In poco tempo mi trovai a correre all'aria aperta con addosso un vecchio pigiama bianco con i bordi e i bottoncini rossi. I miei piedi nudi si scontrarono con la terra calda e sabbiosa. Ma il terreno non era l'unica cosa calda in quel luogo, l'aria era irrespirabile. Sentivo il mio corpo freddo che a contatto con un calore improvviso diventava sempre più pesante.
Mi fermai un attimo per guardarmi intorno mentre la vista tornava meno offuscata dopo l'improvviso cambio di temperatura. Era meglio capire prima dove fossi finita, per non rischiare di finire di nuovo in un vicolo cieco, e poi scappare da quella pazza con la falce.

Il posto sembrava un piccolo accampamento tra le rovine di un'antica città di qualche altrettanto antica e sconosciuta popolazione.
Fuori dalle tende erano sedute alcune persone dagli abiti sporchi, rimaste sorprese dalla mia improvvisa apparizione. Fui distratta dai loro volti, alcuni di essi avevano profonde cicatrici o bruciature in viso.

Schivai la falce che finì nel terreno accanto a me, non mi accorsi però di Artemide fino a ché lei mi saltò addosso. Si avvinghiò alla mia vita e cominciò a tirarmi per i capelli. Io piegai le braccia all'indietro e le afferrai i suoi, che vennero via con facilità.
Mi ritrovai a camminare a fatica con una parrucca bionda in mano. La sua proprietaria non accennava a togliersi dalla mia schiena, strillandomi nelle orecchie di restituirle l'oggetto. Si aggrappò al mio collo per sbilanciarmi e lo strinse nella speranza che io lasciassi la presa.

«Cattiva!», urlò Artemide nei miei timpani. «Sei cattiva! Ridammi la parrucca. Non è mia, devo ridarla a Ishtar!»
«Tu lasciami andare e io te la ridò!», gridai di rimando.

Caddi poi a terra, trascinando con me la ragazza che finì per schiacciarmi la schiena.
Della terra polverosa mi cadde negli occhi, e un po' anche in bocca. Iniziai a sputacchiare in giro, nella speranza di levare dalle labbra il sapore terroso. Alzai un braccio ripulendomi gli occhi con la manica del vestito.
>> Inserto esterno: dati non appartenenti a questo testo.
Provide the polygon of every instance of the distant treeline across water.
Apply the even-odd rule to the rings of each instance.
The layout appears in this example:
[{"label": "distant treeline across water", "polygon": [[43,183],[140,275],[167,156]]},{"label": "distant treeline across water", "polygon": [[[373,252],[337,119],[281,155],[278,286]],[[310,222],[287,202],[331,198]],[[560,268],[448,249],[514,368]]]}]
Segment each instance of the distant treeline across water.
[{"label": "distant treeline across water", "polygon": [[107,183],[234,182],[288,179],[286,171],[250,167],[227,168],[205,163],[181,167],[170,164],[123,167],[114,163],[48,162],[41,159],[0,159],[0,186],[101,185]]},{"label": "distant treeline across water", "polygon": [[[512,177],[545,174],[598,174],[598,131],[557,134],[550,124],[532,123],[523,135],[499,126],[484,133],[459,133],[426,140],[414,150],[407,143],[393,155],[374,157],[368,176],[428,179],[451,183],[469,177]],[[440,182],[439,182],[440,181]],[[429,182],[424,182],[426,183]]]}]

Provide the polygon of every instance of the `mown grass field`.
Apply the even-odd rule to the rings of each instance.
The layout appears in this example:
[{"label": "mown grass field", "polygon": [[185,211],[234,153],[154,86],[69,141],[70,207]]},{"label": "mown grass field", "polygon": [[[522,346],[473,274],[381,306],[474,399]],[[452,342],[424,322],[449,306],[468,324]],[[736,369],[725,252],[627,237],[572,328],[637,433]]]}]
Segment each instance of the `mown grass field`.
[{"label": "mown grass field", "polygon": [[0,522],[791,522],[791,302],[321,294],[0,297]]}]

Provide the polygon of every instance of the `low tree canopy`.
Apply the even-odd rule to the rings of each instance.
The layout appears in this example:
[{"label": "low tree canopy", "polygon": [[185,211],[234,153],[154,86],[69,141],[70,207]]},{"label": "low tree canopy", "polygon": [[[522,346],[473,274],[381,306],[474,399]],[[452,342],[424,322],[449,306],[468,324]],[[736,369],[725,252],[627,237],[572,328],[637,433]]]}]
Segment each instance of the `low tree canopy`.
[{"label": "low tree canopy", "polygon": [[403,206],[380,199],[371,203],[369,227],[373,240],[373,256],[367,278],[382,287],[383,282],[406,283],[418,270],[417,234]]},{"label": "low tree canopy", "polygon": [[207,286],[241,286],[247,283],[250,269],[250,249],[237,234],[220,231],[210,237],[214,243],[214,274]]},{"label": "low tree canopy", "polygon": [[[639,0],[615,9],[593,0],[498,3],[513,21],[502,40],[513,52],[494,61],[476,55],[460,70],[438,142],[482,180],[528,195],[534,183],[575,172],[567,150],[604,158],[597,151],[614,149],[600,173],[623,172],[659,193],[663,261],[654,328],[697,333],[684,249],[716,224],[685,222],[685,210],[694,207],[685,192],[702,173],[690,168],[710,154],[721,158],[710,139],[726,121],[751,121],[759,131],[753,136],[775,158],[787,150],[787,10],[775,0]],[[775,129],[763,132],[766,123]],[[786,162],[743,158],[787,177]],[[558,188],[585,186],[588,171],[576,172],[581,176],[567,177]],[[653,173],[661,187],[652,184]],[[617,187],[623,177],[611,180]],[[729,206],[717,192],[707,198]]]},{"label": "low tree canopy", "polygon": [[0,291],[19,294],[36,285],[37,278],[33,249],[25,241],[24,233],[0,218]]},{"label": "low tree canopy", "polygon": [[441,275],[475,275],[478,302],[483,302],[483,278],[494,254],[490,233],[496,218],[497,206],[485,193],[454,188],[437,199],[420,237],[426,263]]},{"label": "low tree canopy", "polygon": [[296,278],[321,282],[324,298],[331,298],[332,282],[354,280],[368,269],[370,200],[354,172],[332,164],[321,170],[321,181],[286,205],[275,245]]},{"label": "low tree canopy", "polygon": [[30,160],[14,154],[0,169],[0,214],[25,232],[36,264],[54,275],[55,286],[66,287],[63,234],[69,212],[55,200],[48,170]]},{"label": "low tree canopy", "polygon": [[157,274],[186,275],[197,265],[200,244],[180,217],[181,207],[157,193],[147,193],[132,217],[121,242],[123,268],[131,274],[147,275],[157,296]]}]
La stramba ragazza recuperò in fretta la parrucca e la sollevò in aria, agitandola trionfante. Le poche persone presenti iniziarono ad applaudirla e a esultare per la sua vittoria.
Una figura comparve nella mia ancora limitata visuale. Era un ragazzo dall'aria abbastanza stanca.

«Arty», chiamò quasi seccato. «Stai di nuovo spaventando qualcuno?!»
«Mi sto solo divertendo un po', tutto qui», gli rispose Artemide con aria innocente.

Poi si spostò da sopra di me e si posizionò al suo fianco. Il ragazzo che era appena arrivato allungò una mano per aiutarmi a tornare in piedi, e io confusa accettai.
«Piacere, io sono Vulcano.», si presentò. «Sono un Survivalista». Poi si guardò intorno e notando la piccola folla che ci circondava aggiunse: «Ci conviene tornare dentro.»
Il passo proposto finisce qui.